Refining the Blunt Instruments of Cybersecurity: A Framework to Coordinate Prevention and Preservation of Behaviours

摘要

Background. Cybersecurity controls are deployed to manage risks posed by malicious behaviours or systems. What is not often considered or articulated is how cybersecurity controls may impact legitimate users (often those whose use of a managed system needs to be protected, and preserved). This oversight characterises the 'blunt' nature of many cybersecurity controls. Aim. Here we present a framework produced from a synthesis of methods from cybercrime opportunity reduction and behaviour change, and a consideration of existing risk management guidelines.
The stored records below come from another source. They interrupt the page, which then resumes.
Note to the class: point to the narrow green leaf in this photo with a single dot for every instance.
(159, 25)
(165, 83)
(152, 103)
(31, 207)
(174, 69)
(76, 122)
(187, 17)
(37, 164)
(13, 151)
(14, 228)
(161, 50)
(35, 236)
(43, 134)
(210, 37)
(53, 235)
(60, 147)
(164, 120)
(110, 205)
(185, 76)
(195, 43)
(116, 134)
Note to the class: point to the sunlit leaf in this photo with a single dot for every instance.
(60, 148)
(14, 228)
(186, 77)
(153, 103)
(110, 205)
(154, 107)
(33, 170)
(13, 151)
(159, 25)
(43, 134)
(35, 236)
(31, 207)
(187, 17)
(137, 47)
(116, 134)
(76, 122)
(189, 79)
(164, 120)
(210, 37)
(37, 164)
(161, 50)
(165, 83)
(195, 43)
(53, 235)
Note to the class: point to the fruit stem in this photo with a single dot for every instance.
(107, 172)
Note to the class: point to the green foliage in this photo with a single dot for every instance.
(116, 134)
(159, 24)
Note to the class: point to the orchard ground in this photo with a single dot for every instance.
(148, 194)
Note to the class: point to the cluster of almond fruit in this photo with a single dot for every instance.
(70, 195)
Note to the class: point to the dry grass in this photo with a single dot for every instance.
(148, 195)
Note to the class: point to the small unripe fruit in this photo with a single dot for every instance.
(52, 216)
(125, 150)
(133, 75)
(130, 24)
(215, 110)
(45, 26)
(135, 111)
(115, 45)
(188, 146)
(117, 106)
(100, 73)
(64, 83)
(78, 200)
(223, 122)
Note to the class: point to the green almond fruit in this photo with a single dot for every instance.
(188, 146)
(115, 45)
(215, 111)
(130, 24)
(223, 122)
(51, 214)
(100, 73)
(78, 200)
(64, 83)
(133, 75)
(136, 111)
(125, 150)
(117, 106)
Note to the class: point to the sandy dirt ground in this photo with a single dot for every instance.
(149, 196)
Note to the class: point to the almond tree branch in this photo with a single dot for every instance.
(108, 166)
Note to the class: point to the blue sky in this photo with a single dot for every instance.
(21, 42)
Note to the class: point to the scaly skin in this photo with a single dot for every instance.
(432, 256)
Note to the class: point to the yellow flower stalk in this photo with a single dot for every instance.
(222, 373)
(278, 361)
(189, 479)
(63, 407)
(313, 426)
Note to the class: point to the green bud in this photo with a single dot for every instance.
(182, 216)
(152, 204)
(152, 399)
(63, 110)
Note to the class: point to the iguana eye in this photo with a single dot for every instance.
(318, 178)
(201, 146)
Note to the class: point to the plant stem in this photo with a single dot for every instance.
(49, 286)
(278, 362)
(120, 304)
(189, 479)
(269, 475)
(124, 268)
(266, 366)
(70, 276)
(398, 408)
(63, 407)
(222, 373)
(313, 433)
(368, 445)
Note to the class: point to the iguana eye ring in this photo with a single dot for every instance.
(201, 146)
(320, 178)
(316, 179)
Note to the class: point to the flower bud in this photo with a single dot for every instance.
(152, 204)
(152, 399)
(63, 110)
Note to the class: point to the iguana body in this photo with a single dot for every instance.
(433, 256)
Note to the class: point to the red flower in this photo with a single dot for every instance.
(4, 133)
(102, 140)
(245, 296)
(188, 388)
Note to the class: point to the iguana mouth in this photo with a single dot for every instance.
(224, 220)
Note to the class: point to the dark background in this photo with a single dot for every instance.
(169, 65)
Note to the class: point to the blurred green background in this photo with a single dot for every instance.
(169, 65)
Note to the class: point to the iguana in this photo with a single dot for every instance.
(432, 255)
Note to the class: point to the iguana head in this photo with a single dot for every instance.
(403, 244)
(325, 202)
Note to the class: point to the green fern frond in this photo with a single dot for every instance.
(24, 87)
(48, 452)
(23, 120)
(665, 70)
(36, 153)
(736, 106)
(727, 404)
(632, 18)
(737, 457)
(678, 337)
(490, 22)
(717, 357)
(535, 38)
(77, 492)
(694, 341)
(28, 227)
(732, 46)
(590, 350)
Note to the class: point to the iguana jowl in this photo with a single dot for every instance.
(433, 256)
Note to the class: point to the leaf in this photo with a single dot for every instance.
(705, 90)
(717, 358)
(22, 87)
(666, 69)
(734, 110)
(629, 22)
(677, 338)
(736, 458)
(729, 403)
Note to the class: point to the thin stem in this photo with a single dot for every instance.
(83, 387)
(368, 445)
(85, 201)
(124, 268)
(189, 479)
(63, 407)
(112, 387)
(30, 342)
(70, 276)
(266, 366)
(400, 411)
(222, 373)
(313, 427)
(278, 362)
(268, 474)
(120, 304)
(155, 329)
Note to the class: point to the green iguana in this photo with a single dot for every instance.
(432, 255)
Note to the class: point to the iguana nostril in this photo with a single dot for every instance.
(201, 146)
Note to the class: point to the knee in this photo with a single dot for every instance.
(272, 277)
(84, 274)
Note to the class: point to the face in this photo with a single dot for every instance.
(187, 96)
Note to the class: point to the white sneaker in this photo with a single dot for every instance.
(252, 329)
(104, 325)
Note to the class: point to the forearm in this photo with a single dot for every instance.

Method. We illustrate the framework and its principles with a range of examples and a potential application focusing on online abuse and social media controls, relating in turn to issues inherent in cyberbullying and tech-abuse. Results. The framework describes a capacity to improve the precision of cybersecurity controls by examining shared determinants of negative and positive behaviours in a system. This identifies opportunities for risk owners to better protect legitimate users while simultaneously acting to prevent malicious activity in a managed system. Conclusions. We describe capabilities for a novel approach to managing sociotechnical cyber-risk which can be integrated into typical risk management processes. This includes consideration of user activities as a system asset to protect, and a consideration of how to engage with other stakeholders to identify behaviours to preserve in a system.